岡本太郎展を観に行った。
なんとなく軽い気持ちで「師匠に会いにいく」なんて思っていたのだけれど、展示の中の映像で太郎さんが、「自分にはお師匠さんもお弟子さんもいない。孤独だ。それでいいんだ。」と言っていて、心底ギクリとした。
大して太郎さんのことも知らないくせに、わたしは彼を師匠だと思うことで、自分の孤独を紛らわそうとしていた。師と仰ぐ存在がいることで、自分を安心させようとしていた。
そんな疎かさ、幼さに自分で気づいていながらも尚、孤独に耐えられない自分がいて誰かの存在にしがみつきたかった。心細くてたまらなかったのだ。
身震いするほど真っ暗な、この孤独に怯えることもある。

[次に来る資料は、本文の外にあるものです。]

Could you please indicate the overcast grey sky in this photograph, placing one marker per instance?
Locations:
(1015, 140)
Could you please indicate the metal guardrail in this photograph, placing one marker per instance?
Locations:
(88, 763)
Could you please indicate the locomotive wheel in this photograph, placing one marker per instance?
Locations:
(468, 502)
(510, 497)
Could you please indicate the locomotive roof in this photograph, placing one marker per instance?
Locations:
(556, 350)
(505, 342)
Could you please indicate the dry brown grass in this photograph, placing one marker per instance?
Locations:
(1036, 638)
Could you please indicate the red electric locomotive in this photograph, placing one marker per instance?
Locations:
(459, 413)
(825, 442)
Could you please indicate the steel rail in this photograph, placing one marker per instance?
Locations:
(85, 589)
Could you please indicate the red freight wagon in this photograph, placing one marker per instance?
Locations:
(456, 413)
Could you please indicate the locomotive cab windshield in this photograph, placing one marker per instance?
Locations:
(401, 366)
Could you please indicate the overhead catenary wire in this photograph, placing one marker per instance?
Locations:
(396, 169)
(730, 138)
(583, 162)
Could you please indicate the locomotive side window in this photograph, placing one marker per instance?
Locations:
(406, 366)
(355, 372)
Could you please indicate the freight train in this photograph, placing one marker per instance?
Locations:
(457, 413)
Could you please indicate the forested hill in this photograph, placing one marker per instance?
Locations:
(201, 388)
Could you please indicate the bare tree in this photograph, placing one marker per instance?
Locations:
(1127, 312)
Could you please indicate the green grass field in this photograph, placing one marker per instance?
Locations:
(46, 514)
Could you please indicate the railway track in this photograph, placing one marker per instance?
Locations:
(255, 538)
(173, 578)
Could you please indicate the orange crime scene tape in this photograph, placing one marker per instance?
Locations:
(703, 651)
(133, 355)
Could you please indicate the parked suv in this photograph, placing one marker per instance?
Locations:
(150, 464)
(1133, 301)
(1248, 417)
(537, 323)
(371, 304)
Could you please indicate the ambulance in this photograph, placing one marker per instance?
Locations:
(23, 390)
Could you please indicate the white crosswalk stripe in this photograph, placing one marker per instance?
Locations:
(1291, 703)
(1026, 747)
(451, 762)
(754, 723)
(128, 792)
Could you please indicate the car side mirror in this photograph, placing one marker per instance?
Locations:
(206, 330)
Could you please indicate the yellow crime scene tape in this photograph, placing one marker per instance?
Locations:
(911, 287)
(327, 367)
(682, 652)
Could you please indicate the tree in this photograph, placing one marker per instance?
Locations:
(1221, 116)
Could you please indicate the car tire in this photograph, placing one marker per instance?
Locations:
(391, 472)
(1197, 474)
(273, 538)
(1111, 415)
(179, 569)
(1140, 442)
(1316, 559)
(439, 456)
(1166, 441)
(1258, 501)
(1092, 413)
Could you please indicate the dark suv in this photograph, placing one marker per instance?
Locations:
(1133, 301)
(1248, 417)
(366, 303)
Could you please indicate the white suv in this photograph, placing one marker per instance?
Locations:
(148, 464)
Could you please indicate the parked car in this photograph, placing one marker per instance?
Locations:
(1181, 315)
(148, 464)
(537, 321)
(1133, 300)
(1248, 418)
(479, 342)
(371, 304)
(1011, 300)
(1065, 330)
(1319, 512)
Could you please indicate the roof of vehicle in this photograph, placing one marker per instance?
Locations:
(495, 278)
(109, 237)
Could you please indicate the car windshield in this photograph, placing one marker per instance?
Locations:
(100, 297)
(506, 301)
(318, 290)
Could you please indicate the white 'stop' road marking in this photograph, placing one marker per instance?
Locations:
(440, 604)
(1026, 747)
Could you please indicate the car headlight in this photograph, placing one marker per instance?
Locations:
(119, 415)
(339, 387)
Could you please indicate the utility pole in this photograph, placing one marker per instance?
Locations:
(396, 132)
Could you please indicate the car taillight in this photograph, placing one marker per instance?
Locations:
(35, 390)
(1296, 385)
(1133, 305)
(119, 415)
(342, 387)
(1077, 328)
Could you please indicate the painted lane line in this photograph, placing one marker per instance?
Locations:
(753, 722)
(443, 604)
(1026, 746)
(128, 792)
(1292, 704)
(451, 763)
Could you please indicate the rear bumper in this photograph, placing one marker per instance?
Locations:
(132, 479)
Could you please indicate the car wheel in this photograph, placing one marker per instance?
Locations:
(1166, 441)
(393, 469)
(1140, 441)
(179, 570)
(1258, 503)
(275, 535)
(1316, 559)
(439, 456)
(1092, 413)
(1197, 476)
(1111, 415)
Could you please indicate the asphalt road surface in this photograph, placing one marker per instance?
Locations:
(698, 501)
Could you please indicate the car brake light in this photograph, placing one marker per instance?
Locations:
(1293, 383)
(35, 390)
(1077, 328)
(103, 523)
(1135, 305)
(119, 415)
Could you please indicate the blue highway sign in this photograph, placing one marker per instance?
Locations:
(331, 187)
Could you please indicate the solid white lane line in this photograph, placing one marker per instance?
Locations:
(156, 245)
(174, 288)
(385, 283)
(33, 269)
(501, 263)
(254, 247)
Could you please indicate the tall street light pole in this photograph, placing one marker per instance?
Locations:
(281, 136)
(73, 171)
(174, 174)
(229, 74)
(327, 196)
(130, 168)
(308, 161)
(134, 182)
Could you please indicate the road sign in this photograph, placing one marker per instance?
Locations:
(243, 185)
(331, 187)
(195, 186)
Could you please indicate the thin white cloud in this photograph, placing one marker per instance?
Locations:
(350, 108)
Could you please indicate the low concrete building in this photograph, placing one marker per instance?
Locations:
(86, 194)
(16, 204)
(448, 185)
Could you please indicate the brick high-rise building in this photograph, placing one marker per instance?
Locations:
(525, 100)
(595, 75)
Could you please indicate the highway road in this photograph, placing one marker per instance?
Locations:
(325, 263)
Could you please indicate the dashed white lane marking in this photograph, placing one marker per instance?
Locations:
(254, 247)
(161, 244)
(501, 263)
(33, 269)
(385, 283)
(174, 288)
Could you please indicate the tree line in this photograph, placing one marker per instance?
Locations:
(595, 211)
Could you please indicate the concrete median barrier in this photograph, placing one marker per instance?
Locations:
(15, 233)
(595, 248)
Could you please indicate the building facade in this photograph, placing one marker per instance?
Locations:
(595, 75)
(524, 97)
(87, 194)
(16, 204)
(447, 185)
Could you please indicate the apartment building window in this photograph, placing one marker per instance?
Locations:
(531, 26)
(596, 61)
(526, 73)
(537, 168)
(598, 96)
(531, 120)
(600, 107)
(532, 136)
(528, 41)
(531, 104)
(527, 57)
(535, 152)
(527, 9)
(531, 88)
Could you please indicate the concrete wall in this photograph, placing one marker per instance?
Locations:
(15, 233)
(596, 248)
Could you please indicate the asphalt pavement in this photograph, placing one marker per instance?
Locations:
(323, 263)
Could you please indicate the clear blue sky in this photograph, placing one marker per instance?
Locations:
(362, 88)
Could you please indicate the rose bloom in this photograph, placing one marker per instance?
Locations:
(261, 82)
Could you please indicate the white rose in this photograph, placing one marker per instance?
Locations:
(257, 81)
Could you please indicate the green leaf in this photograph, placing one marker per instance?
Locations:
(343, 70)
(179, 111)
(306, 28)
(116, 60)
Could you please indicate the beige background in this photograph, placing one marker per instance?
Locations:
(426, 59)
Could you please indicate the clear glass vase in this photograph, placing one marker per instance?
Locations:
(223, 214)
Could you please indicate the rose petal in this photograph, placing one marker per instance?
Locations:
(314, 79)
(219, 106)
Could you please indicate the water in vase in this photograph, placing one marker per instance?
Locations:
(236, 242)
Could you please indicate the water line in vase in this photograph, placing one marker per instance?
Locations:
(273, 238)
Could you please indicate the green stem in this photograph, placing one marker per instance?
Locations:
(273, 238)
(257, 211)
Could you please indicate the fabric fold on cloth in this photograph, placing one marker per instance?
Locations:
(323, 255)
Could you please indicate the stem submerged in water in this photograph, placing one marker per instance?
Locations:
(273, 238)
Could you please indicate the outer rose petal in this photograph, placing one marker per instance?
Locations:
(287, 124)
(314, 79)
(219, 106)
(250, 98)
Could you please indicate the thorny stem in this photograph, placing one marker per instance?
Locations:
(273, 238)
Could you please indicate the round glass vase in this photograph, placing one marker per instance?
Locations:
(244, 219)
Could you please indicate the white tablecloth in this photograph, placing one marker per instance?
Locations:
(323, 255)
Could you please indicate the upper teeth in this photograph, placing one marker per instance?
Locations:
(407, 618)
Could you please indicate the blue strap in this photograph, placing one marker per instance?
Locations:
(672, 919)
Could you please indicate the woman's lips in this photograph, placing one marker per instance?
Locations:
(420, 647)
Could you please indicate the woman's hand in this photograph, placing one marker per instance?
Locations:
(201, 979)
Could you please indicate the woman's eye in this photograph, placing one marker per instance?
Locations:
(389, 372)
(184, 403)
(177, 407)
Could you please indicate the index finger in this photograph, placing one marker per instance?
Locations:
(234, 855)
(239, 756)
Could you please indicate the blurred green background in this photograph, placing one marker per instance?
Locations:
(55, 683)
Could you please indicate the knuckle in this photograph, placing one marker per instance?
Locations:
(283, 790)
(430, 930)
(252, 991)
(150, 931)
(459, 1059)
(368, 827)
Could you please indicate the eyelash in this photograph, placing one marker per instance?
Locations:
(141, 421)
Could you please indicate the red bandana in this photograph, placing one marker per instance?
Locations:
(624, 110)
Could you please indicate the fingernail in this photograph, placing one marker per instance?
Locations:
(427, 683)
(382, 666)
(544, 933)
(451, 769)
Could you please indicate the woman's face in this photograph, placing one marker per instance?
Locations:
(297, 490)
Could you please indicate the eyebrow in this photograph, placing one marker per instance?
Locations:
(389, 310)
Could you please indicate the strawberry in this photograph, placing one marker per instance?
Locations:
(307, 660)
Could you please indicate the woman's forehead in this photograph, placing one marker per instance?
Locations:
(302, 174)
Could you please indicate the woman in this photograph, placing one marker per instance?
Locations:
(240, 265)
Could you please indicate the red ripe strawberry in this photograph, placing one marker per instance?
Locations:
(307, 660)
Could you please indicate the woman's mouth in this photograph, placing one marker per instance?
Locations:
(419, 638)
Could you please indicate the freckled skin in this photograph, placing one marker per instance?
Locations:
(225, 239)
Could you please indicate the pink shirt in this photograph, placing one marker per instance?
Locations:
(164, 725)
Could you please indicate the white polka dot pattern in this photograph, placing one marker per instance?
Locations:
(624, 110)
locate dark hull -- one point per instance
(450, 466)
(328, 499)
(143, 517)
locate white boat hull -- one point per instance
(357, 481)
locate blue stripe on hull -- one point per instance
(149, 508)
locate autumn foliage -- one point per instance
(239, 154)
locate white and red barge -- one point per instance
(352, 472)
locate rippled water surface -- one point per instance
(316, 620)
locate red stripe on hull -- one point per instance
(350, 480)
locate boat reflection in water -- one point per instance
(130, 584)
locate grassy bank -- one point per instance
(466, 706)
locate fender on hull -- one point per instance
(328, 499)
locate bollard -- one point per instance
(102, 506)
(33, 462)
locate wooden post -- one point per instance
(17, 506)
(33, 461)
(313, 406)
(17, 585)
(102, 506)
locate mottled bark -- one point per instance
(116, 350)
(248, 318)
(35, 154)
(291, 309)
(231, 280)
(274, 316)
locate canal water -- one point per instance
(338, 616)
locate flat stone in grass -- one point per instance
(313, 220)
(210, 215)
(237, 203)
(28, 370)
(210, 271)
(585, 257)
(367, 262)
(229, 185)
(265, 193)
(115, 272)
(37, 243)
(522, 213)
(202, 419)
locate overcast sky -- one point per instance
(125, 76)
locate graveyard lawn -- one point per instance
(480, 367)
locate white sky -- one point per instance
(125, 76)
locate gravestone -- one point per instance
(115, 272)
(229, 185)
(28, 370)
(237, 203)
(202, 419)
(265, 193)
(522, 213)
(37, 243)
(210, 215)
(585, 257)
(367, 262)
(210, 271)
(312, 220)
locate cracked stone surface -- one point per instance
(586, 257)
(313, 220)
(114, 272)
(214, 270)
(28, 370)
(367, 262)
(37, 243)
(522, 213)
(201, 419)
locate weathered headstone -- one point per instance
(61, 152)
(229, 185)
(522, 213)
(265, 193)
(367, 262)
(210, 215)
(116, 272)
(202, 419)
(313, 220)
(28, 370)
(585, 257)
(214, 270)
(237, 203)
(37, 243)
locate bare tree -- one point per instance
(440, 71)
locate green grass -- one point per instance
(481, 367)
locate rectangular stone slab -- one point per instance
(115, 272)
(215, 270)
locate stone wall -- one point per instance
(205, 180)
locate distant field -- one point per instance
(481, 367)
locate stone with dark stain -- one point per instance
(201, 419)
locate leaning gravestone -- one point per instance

幾度となく訪れる絶望に、なす術なく飲み込まれることもあるし、ある時は、光で包んで愛しまおうとわかった顔して抗うこともある。
それでいい。きっとそれでいいのだ。そのどれもが間違いでも正解でもない。
「そこに孤独がある。それでいい。」
それに対してどのような反応をするかは大したことではないのかもしれない。太郎さんありがとう。あの日あなたに会いに行けて、わたしは本当によかった。